Fig. 3. Performance of the ML model on clinical record trajectories in predicting pancreatic cancer occurrence in the Danish dataset.

Fig. 3

For each model and prediction evaluation, performance is better for larger AUROC (a,c,e,g) and for higher RR (Relative risk) for the n (horizontal axis) highest-risk patients (b,d,f,h). a,b, Choice of algorithm: The Transformer algorithm is best with AUROC = 0.879 (no data exclusion, 36-month prediction interval). c,d, Choice of input data: Prediction performance declines with exclusion interval, in training, of k = 3, 6 and 12 months of data between the end of a disease trajectory and cancer occurrence (best model for each exclusion interval, for 36-month prediction interval). e,f, Choice of input data: Prediction is better for all 2,000 ICD level-3 disease codes used throughout in training (Methods) compared to only the subset of 23 known risk factors, using a Transformer, all data (Exclusion 0), for the 36-month prediction interval. g,h, Choice of prediction task: Prediction of cancer is more difficult for larger prediction intervals, the time interval within which cancer is predicted to occur after assessment (Transformer model, all data).
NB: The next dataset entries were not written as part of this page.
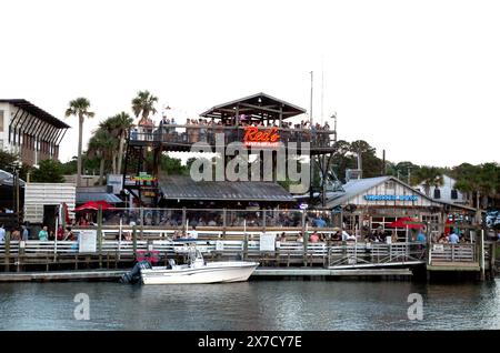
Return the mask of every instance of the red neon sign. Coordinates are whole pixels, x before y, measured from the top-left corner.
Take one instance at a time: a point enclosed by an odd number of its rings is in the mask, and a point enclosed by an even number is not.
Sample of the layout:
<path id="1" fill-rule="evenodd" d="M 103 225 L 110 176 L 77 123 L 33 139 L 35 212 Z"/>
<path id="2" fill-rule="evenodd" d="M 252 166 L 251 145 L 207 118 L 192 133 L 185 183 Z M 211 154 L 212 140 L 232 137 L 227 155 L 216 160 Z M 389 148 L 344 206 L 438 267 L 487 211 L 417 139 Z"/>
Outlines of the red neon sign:
<path id="1" fill-rule="evenodd" d="M 256 127 L 244 128 L 243 137 L 244 145 L 278 145 L 280 142 L 280 134 L 278 128 L 260 129 Z"/>

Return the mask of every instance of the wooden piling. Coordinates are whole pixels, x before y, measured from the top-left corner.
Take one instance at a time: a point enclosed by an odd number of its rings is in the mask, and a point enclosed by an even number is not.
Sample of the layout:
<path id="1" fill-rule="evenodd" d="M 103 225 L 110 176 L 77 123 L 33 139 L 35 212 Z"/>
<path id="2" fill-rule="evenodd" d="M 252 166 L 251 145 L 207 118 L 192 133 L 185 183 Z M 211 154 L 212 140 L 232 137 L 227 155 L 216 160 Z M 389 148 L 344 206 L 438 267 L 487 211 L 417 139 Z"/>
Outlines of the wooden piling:
<path id="1" fill-rule="evenodd" d="M 99 269 L 102 269 L 102 205 L 98 209 L 98 252 L 99 252 Z"/>
<path id="2" fill-rule="evenodd" d="M 137 226 L 132 226 L 133 256 L 137 258 Z"/>

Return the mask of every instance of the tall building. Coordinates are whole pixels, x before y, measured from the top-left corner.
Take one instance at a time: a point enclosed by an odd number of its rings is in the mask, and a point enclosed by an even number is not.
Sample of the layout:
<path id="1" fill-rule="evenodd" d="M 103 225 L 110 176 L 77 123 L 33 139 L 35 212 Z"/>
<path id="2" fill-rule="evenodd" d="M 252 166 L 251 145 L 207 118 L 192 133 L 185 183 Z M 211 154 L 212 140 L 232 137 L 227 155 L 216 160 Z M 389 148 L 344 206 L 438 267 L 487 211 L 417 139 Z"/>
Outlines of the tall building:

We reported prediction performance for the 36-month prediction interval (orange in g and h) in the above panels (a-f), as this is a reasonable choice for design of a surveillance program in clinical practice. b,d,f,h, Prediction performance at a particular operational point—for example (d), for n = 1,000 highest-risk patients (vertical dotted line) out of 1 million (1M) patients, the RR is 104.7 for the 36-month prediction interval using all data and 47.6 with 3-month data exclusion.